## Line Graphs: Law School Admissions Fairness Metrics
### Overview
The image contains six comparative density plots analyzing fairness metrics in law school admissions. Three graphs in the top row compare "Real" and "Counterfactual" (Cntf.) distributions for different fairness approaches ("Unfair," "Unaware," "FairPFN"), while three graphs in the bottom row show the absolute differences between these distributions for the same approaches.
### Components/Axes
**Top Row Graphs:**
- **X-axis**: FYA (Fairness Yield Advantage) scale 0.0–1.0
- **Y-axis**: Density (0–5)
- **Legends**:
- Blue solid line = Real
- Dashed blue line = Counterfactual
- **Graph Titles**:
- Unfair
- Unaware
- FairPFN
**Bottom Row Graphs:**
- **X-axis**: |FYA_{a→a'} - FYA_{a→a}| (absolute difference) scale 0.0–0.4
- **Y-axis**: Density (scales vary: 0–10, 0–17.5, 0–70)
- **Legends**:
- Solid color = Real (no counterfactual shown)
- **Graph Titles**:
- FYA
- FYA
- FYA
### Detailed Analysis
**Top Row Trends:**
1. **Unfair**:
- Real distribution: Bimodal peaks at ~0.3 and ~0.6
- Counterfactual: Single peak at ~0.4
- Overlap: Significant between 0.2–0.5 range
2. **Unaware**:
- Real: Single peak at ~0.5
- Counterfactual: Slightly shifted peak at ~0.45
- Overlap: Strong between 0.3–0.6 range
3. **FairPFN**:
- Real: Sharp peak at ~0.5
- Counterfactual: Narrower peak at ~0.45
- Overlap: Minimal (0.4–0.55 range)
**Bottom Row Trends:**
1. **FYA**:
- Single sharp peak at ~0.25
- Density: ~8 (top row scale)
2. **Unaware**:
- Single peak at ~0.15
- Density: ~15 (middle row scale)
3. **FairPFN**:
- Extremely narrow peak at ~0.05
- Density: ~70 (bottom row scale)
### Key Observations
1. **Bimodal Reality**: The "Unfair" approach shows two distinct admission groups (low and high FYA), while counterfactual attempts to merge them into a single group.
2. **Peak Shifts**: All counterfactual distributions show systematic shifts toward lower FYA values compared to real distributions.
3. **FairPFN Precision**: The absolute difference graph for FairPFN shows the smallest disparity (peak at 0.05), indicating minimal fairness impact.
4. **Scale Disparity**: Bottom row graphs show FairPFN's difference metric is 10x narrower than Unaware and 20x narrower than Unfair.
### Interpretation
The data demonstrates three distinct fairness approaches in law school admissions:
1. **Unfair** creates/perpetuates systemic disparities (bimodal distribution)
2. **Unaware** reduces but doesn't eliminate disparities (peak shift of 0.05)
3. **FairPFN** achieves near-perfect fairness (difference <0.1)
The counterfactual distributions consistently underestimate real-world disparities across all approaches.

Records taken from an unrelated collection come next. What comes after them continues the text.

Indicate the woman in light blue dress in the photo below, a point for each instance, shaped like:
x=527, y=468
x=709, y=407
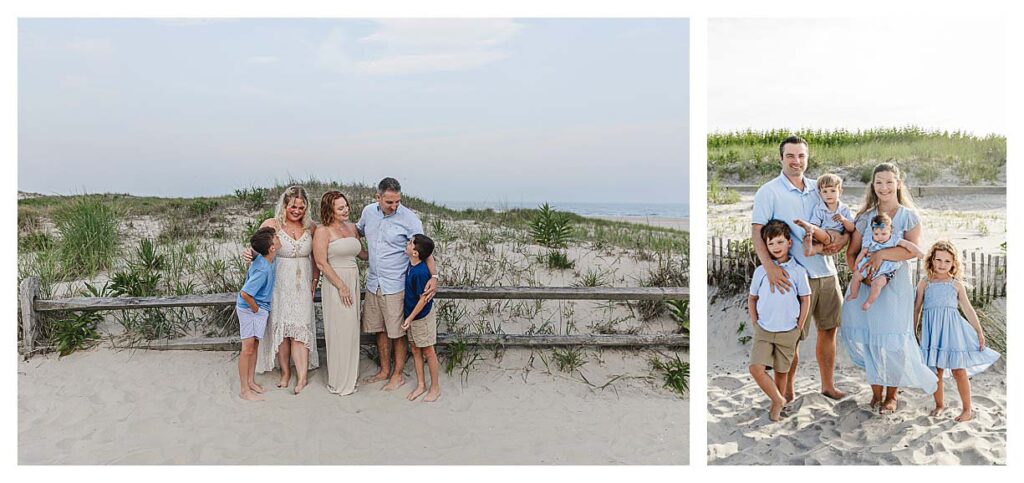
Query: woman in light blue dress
x=949, y=342
x=881, y=340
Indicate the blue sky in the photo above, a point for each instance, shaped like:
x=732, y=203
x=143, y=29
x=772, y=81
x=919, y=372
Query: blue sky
x=458, y=110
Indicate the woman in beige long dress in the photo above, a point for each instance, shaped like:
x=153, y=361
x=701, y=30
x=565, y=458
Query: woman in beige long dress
x=336, y=245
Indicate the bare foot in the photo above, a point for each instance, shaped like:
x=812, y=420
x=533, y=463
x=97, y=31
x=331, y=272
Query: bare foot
x=968, y=414
x=382, y=376
x=834, y=394
x=776, y=410
x=395, y=383
x=416, y=393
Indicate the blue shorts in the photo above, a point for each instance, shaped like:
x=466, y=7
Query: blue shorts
x=252, y=324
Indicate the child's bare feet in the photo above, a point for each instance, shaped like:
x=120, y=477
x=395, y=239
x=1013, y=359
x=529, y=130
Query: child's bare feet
x=834, y=394
x=250, y=396
x=968, y=414
x=776, y=410
x=395, y=383
x=416, y=393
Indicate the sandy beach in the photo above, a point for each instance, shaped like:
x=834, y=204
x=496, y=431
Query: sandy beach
x=816, y=430
x=128, y=407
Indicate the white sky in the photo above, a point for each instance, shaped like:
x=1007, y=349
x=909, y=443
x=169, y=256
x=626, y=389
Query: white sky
x=857, y=73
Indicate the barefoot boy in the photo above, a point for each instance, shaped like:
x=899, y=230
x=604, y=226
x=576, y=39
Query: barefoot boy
x=777, y=317
x=420, y=319
x=253, y=308
x=829, y=219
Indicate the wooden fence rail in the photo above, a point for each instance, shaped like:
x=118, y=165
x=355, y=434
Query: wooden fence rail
x=731, y=261
x=32, y=306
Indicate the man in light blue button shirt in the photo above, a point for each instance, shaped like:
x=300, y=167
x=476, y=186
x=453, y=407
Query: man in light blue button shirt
x=388, y=226
x=787, y=198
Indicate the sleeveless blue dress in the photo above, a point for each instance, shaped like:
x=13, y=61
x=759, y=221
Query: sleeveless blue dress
x=881, y=340
x=947, y=341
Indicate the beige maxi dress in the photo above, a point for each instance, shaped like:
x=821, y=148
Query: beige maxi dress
x=341, y=323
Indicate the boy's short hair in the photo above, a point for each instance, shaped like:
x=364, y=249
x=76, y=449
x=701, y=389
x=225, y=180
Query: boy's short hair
x=881, y=219
x=775, y=228
x=423, y=245
x=828, y=180
x=262, y=239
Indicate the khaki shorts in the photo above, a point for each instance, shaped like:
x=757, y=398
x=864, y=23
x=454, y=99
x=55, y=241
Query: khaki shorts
x=826, y=304
x=423, y=333
x=382, y=312
x=774, y=349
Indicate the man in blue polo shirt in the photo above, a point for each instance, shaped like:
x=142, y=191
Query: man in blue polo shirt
x=388, y=226
x=787, y=198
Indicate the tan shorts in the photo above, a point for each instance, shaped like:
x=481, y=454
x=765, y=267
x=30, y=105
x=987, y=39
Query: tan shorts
x=382, y=312
x=423, y=333
x=774, y=349
x=826, y=304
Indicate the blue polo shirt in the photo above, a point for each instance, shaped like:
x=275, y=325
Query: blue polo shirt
x=259, y=282
x=778, y=311
x=778, y=199
x=386, y=238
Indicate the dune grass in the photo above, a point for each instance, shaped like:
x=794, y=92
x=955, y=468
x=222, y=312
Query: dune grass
x=752, y=157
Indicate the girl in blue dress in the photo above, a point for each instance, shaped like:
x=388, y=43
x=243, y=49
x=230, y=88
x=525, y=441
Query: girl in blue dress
x=881, y=340
x=947, y=340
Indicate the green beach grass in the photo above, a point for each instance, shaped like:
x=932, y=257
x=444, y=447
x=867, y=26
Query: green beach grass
x=927, y=157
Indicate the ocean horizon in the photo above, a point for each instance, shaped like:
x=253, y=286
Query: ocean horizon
x=658, y=210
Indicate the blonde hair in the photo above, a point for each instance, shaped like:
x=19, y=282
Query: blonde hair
x=956, y=270
x=287, y=195
x=902, y=192
x=828, y=180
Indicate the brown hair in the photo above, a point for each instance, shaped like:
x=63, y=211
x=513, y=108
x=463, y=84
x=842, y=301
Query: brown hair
x=828, y=180
x=902, y=193
x=955, y=271
x=327, y=206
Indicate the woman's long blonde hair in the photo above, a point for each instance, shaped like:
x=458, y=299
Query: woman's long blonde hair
x=287, y=195
x=902, y=191
x=955, y=271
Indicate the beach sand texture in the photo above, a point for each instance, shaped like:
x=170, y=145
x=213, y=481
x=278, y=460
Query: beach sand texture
x=122, y=406
x=816, y=430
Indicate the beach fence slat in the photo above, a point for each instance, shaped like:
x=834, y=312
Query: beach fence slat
x=30, y=318
x=510, y=340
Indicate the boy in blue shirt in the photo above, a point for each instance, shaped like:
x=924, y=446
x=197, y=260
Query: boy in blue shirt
x=420, y=319
x=253, y=308
x=777, y=317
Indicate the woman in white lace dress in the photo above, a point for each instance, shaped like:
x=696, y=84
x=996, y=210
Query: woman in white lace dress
x=291, y=331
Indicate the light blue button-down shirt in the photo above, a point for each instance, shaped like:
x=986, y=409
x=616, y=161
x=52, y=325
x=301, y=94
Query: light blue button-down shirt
x=779, y=200
x=778, y=311
x=386, y=238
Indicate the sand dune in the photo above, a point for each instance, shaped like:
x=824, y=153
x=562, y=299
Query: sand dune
x=816, y=430
x=120, y=406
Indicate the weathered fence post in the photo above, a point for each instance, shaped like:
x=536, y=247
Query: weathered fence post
x=30, y=290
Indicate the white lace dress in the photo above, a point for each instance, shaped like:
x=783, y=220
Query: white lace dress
x=292, y=305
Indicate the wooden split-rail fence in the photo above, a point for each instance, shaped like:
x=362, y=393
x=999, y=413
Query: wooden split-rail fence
x=732, y=260
x=32, y=307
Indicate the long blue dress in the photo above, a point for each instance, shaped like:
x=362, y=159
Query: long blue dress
x=947, y=341
x=881, y=339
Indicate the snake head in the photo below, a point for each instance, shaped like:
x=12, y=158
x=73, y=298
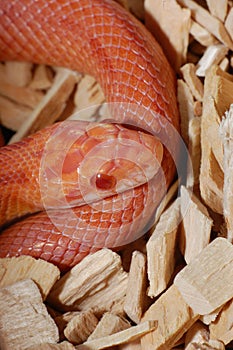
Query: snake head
x=97, y=161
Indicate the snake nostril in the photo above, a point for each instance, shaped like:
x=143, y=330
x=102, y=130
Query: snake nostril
x=105, y=182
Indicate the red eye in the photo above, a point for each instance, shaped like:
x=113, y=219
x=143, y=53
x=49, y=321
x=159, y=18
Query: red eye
x=105, y=182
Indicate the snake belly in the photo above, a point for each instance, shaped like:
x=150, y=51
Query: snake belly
x=102, y=39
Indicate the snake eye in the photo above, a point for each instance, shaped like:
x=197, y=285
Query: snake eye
x=105, y=182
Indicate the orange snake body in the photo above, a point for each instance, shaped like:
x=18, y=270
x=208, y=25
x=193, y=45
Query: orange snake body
x=104, y=40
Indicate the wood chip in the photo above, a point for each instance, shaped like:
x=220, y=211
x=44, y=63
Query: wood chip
x=97, y=282
x=194, y=83
x=227, y=137
x=122, y=337
x=174, y=317
x=211, y=23
x=109, y=324
x=170, y=25
x=194, y=147
x=213, y=55
x=18, y=73
x=186, y=108
x=161, y=250
x=197, y=225
x=80, y=327
x=136, y=301
x=222, y=328
x=24, y=320
x=51, y=106
x=201, y=281
x=218, y=8
x=202, y=35
x=16, y=269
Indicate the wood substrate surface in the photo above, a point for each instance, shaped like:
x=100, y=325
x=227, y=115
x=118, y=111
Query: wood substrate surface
x=172, y=289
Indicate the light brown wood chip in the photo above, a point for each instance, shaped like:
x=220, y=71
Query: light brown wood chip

FairPFN's extreme narrowness in the absolute difference graph suggests it successfully neutralizes admission biases, while Unfair's bimodal pattern reveals entrenched inequities. The density scale differences between graphs highlight how FairPFN's impact is most pronounced despite similar FYA ranges.